Bluesky Reminds Us Of How The Internet Used To Be (When it was Good!)
So why is Bluesky suddenly all over the news? It’s been around since early 2023, slowly, slowly, slowly growing, until over the past month or so its usage has suddenly taken off.
I can’t say if the world really needed another microblogging site, but it certainly needed an alternative to Twitter/X. Regardless of how you personally feel about Elon Musk (who ended up purchasing Twitter after a perhaps tongue-in-cheek offer that the lawyers took literally), the site has been going downhill.
Social media sites tend to follow a similar pattern. They start small. They become larger. For a lot of their audience, they become almost indispensable. Then the sites start changing, usually for the purposes of ending their reliance on burning through Venture Capitalists’ money and beginning to turn a profit.
These changes don’t need to be discussed in detail; Cory Doctorow has already coined the term Enshittification. In short, you begin to see fewer posts from people you want to see posts from and more posts that are either outright advertisements or posts designed to keep you engaged with the platform. If you’re wondering what type of content most algorithms show you to keep you engaged, it’s the posts that make you angry.
Right now, Bluesky’s base algorithm is as simple as could be. If you follow ten people, then when you log on, your feed is the posts from those ten people displayed in the order they made them. That’s it.
Remember when Facebook was like that? You’d log on and see posts from your actual friends. You’d see photos from their parties or vacations. You see stories about the adorable thing their child or pet just did.
Have you logged onto Facebook recently? My feed is perhaps ten percent actual posts from my actual friends. The other ninety percent is a terrible combination of pure advertising (usually for restaurants or stores located 1,000+ miles away), posts from groups of which I am not a member and pages posting AI slop (usually of military personnel with 17 fingers saying that money should go to veterans and not to students).

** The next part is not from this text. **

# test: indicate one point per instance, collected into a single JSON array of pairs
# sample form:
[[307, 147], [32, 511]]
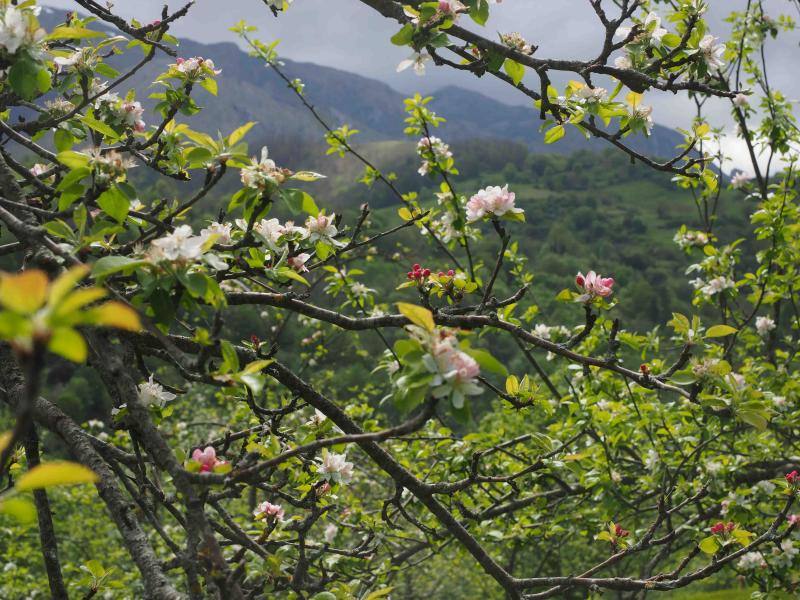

The difference on Twitter has been as terrible. The promotion of posts made by “blue checkmarks” (i.e. people who are paying to use a formerly free service) has made compelling conversations all but impossible. Look at the top replies under a post from a large account. Apart from the angry, venomous replies inviting the writer to jump in a lake, the bulk of them are pages and pages of people saying little more than “yes”, “haha”, “what” or “hehehe”. The thoughtful, funny or interesting responses have been buried under unremarkable garbage.
Which brings us back to Bluesky. Opening the app is like going back to the Internet of ten or fifteen years ago. The posts are about the things I am interested in (or potentially interested in) instead of blatant spam, crypto scams or content designed to make me angry and provoke a response (which will keep me on the site longer, giving me the opportunity to look at more terrible Temu ads).
What does the future look like for Bluesky? I would love to believe that they could remain advertising-free. I do not think this is likely. A subscription model could help them become financially self-sufficient, but that seems impossible in today’s world.
Bluesky CEO Jay Graber claims that the site is “billionaire proof” given the federated, open-source model that the platform is built on. Mastodon had claimed the same, but the barriers to entry there were a little higher for non-technical users.
Bluesky seems to have solved that problem. For the sake of the Internet, let’s hope they’re right. Indeed just today, Threads (Mark Zuckerberg / Meta) announced they were looking at creating a stripped down feed. Threads was launched in order to capitalize on Twitter’s earlier stumbles. Despite having a massive built-in user base by linking it to existing Instagram accounts, they had failed to take advantage. Looking at Bluesky’s algorithmic success, they may realize that people simply are tired of algorithms making them angry and just want to read the content they signed up to read.
Does the future of the Internet look more like something from its past? Or is this just a blip? I know which side I want to manifest.